Refusing to Facilitate Visits:


• The alienating parent refuses to let the child visit or call during times of hardship.


• Example: “It’s too inconvenient for you to see your mom right now. We’ll visit later when it’s easier.” (But the visit never happens.)


8. Creating Distance Through Fear or Distrust


Exaggerating the Illness to Create Fear:


• The alienating parent frames the targeted parent’s illness as something that makes them incapable of parenting.


• Example: “Your dad is too sick to take care of you properly. You’re better off with me.”


Claiming the Illness is Dangerous:


• The alienating parent convinces the child that visiting the targeted parent might harm them.


• Example: “Your mom’s illness is contagious. It’s not safe for you to be around her right now.”


9. Emotional Manipulation to Undermine Sympathy


Focusing on the Alienating Parent’s Sacrifices:


• The alienating parent highlights their own sacrifices while dismissing the targeted parent’s struggles.

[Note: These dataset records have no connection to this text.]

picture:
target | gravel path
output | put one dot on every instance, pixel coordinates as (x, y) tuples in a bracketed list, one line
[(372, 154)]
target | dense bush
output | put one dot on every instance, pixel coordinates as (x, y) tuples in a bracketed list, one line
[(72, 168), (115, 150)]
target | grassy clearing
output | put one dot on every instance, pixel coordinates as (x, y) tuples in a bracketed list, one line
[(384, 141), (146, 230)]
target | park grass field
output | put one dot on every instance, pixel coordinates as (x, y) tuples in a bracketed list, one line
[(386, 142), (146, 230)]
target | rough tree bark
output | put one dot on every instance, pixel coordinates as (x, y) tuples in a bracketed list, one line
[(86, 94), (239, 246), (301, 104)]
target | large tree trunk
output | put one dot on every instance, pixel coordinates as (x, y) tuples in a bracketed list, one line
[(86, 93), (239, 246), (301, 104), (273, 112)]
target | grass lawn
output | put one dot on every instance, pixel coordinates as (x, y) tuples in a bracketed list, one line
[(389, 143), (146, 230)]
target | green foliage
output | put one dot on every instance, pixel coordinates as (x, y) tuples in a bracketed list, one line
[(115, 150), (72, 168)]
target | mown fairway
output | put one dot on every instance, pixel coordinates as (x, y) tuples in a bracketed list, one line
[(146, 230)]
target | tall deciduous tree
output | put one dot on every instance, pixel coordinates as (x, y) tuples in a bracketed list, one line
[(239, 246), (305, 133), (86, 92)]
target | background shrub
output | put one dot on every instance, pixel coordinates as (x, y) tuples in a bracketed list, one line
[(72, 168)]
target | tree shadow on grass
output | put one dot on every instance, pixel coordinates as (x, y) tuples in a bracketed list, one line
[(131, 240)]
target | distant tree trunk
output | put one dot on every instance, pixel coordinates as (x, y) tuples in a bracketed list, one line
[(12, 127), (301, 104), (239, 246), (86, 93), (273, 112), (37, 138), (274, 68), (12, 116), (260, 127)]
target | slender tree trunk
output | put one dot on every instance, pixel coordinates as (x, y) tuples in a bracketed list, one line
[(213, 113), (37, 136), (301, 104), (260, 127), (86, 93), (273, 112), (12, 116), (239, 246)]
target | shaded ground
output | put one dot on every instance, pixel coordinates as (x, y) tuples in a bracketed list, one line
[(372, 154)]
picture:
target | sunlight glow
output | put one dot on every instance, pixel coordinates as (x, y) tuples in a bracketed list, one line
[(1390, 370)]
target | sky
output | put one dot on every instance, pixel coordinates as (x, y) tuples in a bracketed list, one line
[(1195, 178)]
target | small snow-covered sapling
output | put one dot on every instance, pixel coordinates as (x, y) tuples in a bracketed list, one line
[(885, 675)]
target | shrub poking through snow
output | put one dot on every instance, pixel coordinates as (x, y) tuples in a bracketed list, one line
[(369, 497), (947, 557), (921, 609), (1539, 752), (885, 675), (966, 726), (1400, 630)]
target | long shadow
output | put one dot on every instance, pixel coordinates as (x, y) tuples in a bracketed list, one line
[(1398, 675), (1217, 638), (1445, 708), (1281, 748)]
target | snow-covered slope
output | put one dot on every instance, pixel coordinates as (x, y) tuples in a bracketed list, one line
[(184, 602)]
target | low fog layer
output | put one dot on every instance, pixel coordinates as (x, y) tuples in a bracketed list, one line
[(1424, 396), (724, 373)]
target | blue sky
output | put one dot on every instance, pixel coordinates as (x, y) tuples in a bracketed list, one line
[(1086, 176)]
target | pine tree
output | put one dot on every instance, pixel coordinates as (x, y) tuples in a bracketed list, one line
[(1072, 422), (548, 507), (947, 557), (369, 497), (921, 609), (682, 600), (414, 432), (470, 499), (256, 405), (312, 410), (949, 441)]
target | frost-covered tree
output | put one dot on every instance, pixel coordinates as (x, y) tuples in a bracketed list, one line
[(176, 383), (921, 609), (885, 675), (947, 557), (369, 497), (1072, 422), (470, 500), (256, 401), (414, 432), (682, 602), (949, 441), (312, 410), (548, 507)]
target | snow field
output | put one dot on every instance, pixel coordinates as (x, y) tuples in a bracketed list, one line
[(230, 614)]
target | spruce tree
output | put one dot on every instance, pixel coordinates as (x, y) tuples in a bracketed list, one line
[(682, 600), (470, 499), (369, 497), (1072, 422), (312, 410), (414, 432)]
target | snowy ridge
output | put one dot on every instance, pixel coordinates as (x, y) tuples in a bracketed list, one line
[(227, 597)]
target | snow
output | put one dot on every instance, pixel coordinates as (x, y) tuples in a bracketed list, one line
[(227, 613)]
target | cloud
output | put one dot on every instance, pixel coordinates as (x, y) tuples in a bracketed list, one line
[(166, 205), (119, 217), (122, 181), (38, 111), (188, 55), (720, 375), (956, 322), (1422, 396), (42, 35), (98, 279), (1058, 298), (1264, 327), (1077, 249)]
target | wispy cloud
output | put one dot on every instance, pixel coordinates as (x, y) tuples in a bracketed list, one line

• Example: “I’m the one who’s always here for you while your mom is off being sick.”


Guilt-Tripping the Child for Feeling Sympathy:


• The alienating parent makes the child feel bad for wanting to support the targeted parent.


• Example: “After everything your dad has done to me, you still feel sorry for him?”


Key Takeaways


When an alienating parent hides or manipulates information about the targeted parent’s illnesses or misfortunes, they:


1. Prevent emotional connections by keeping the child unaware of struggles that could foster empathy.


2. Twist the narrative to cast the targeted parent as weak, selfish, or manipulative.


3. Use guilt and blame to discourage the child from showing sympathy or offering support.


Recognizing these tactics is essential for combating alienation and ensuring the child has the opportunity to form an authentic and compassionate relationship with both parents.


Disclaimer: This information is for educational purposes only and should not be considered legal advice. For assistance, consult a qualified attorney or mental health professional.